TreeParser

TreeParser is a standalone Python program that helps to teach grammatical Phrase Structure Rules (PSR's) and how they relate to sentence structure.

The tool can also be used by linguists to produce and generate grammatical trees to be included in a linguistics paper. Colours of nodes and lines may be set according to preference.

The visual tool allows the user to build up grammar PSRs and apply them to anything from a single phrase to a complete sentence. It allows for several languages, each in a separate tab and a large number of example phrases or clauses for each language. Right-to-left languages have the PSRs, the sentences and tree structures all displayed right to left.

Getting Started

Download and unzip TreeParser. TreeParser may be downloaded from here.

Start with a simple noun phrase NP. Sentences or phrases are entered as an interlinear display with tabs between each word. Below each word is its grammatical category, such as N for a noun, A for an adjective, AP for an adjective phrase, NP for noun phrase, D for determiner and so on. Grammatical categories are flexible and may differ depending on grammatical model used. So a simple phrase of "the little dog" may be typed in as:

Now we enter a simple PSR for an English NP

NP <- (D) (A)* N

The round brackets indicate that the element is optional, since "dog" on its own is a valid NP. The asterix * indicates that the element may be repeated because we know that "the hungry little brown dog" with three adjectives is also a valid NP in English. You will notice that the program immediately parses the phrase based on the PSR and produces a small tree diagram.
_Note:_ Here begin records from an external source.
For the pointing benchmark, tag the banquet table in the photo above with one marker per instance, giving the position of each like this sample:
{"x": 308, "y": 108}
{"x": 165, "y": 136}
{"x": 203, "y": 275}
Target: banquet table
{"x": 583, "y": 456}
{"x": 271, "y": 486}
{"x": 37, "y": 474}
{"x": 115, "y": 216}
Now, we realize that this isn't quite correct. An adjective cannot be directly inserted into an NP but is itself the head of an adjective phrase AP. In the AP "very little" we see that it can also have a degree Deg.

So to handle this correctly, we must enter a simple PSR for an English AP

AP <- (Deg) A

and the NP must be modified to accommodate the AP.

NP <- (D) (APD)* N

This now will produce:

Simple corrected English noun phrase display

The User Interface

Control Bar

The control bar consists of seven items.

The "+" button adds a new example sentence or phrase and the "-" button deletes the current one.
The "<-" button moves to the previous example sentence and the "->" goes to the next one.
The "Copy" and "RTF" buttons copy the tree diagram as either a JPG image or RTF object to the clipboard so that it may be pasted into other programs (see below).
The "Parsed" checkbox toggles display of the Parsed Sentence field (see below). The Sentence and Parsed Sentence fields may also be shown and hidden by dragging the splitter bar between them up and down.

Formatting the Tree Diagram

The font and text size of each of the terminal nodes may be changed by selecting a font and size from the formatting toolbar.

The overall orientation may be changed from left-to-right to right-to-left by checking the RTL checkbox.

Colours of each type of node or the lines may be changed by clicking one of the "Terminal Nodes", "Other Nodes" or "Lines" buttons and selecting a new colour.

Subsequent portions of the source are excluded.